What if there is global workspace, but it doesn’t hold one value? On some level it has to be true anyway—perception is not one-dimensional. And it all depends on definition (granularity) of task—if we need to explain why global workspace can’t be dominated by page with half math problems and half story, then we can use the same explanation for why the state of workspace learned to not usually be like that. I can see how interconnectedness of workspace means all parts of input vector influence all of the workspace’s state, and so you can’t easily process different inputs independently, but can’t you process combined input? Isn’t it what happens, when you first just see something, then hear “Tell me what you see”, and the action is produced because of what you see and hear?
Some sort of “combination” seems plausible for perception. Baars actually mentions “The binding problem” (how is it that disparate features combine to make a cohesive singular perception) but I couldn’t see how their idea addressed it.

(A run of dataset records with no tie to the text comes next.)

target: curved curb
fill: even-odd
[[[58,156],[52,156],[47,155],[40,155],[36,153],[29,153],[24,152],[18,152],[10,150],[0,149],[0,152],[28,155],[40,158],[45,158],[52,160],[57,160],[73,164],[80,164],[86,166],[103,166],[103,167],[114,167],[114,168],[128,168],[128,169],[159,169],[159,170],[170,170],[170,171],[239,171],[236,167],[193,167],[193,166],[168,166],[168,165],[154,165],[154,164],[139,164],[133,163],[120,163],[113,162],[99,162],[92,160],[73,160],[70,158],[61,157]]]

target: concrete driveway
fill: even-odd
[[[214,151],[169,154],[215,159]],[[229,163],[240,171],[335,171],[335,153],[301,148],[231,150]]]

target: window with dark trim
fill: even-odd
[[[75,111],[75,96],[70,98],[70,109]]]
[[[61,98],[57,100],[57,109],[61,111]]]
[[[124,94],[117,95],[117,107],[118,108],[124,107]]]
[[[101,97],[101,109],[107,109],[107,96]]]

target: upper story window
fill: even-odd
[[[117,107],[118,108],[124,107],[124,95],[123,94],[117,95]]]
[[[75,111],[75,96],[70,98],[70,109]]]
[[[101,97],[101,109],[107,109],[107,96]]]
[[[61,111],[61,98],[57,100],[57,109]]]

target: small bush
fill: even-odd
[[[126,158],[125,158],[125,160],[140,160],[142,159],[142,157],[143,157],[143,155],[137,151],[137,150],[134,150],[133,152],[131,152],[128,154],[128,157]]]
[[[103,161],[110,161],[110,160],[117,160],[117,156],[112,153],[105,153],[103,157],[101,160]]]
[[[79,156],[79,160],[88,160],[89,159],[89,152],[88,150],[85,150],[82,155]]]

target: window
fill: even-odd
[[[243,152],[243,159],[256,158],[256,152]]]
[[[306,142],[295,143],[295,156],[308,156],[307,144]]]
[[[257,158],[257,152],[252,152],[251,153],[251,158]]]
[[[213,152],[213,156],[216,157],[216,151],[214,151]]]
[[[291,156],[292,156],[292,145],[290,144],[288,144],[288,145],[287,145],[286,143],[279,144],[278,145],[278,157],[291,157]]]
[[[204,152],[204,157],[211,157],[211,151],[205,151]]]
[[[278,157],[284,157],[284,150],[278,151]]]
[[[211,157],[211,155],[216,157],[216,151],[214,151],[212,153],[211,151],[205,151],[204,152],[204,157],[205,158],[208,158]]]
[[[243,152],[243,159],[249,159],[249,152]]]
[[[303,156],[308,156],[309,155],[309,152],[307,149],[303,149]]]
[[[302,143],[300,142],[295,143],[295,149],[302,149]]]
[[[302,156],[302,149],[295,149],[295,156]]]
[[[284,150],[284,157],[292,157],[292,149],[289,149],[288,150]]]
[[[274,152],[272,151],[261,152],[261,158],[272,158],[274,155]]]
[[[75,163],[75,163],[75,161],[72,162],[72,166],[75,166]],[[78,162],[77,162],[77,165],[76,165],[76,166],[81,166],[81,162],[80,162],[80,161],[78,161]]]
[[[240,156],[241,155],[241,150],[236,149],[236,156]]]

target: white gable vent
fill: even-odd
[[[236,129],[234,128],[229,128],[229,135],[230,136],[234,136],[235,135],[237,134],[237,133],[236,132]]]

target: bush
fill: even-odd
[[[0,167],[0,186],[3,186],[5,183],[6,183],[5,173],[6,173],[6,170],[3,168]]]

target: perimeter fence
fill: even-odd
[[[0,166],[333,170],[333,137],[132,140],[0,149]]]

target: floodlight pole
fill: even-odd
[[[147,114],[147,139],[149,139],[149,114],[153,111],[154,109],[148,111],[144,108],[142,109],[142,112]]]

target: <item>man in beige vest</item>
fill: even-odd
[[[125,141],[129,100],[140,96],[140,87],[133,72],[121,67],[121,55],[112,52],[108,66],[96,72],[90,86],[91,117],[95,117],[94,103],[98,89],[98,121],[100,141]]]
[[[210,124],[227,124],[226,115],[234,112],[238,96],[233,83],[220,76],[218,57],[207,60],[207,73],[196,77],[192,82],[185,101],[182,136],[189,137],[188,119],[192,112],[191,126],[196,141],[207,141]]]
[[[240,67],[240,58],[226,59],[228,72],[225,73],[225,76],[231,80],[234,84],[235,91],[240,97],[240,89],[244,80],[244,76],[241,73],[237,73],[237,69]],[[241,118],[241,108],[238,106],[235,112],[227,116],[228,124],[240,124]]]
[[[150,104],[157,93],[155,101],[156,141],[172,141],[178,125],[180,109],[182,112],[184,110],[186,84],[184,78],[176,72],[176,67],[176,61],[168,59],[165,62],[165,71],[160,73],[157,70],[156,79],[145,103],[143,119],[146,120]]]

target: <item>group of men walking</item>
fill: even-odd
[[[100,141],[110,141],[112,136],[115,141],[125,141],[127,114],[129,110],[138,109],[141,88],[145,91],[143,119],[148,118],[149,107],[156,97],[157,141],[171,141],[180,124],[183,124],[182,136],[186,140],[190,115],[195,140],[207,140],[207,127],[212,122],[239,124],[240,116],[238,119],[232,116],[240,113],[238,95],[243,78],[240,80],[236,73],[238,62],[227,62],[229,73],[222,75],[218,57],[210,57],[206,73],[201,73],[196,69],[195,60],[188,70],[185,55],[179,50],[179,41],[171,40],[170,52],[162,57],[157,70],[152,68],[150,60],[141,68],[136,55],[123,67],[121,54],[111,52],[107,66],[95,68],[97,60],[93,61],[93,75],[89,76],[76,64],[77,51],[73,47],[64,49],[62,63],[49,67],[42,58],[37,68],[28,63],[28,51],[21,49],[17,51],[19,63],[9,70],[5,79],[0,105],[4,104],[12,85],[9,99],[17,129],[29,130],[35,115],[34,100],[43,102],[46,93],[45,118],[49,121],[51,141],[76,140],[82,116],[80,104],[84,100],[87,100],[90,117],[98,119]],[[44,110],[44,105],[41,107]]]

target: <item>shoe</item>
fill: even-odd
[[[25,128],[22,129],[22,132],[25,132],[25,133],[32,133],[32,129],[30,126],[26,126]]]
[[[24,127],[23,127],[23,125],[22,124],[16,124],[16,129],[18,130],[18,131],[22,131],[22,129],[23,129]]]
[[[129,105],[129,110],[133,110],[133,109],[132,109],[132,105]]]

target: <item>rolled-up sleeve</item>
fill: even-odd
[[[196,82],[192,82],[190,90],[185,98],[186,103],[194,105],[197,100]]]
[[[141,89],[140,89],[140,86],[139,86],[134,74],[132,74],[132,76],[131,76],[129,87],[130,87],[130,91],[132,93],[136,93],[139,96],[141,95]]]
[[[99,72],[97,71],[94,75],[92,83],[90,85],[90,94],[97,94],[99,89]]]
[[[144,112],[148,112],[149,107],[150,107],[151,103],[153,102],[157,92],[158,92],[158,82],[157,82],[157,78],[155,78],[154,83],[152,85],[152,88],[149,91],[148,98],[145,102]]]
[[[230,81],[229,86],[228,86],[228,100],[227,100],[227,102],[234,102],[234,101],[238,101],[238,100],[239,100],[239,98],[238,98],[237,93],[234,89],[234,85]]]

This is actually one of the reasons I’m interested in looking for stuff that might be the “clock time” of any sort of bottleneck. Some amount of simultaneity of perception seems to be a post production thing. The psychological refractory period relates to experiments where you see and hear something and have to respond, and one seems to block the other for a moment (I haven’t investigated this in depth, so I’m not v familiar with the experimental paradigm). But there are other things that totally seem like simultaneously experience modalities of perception. I wonder what sorts of experiments would piece apart “actually happening at the same time” from “rapid concurrent switching + post production experience construction”. I’m very interested in finding out.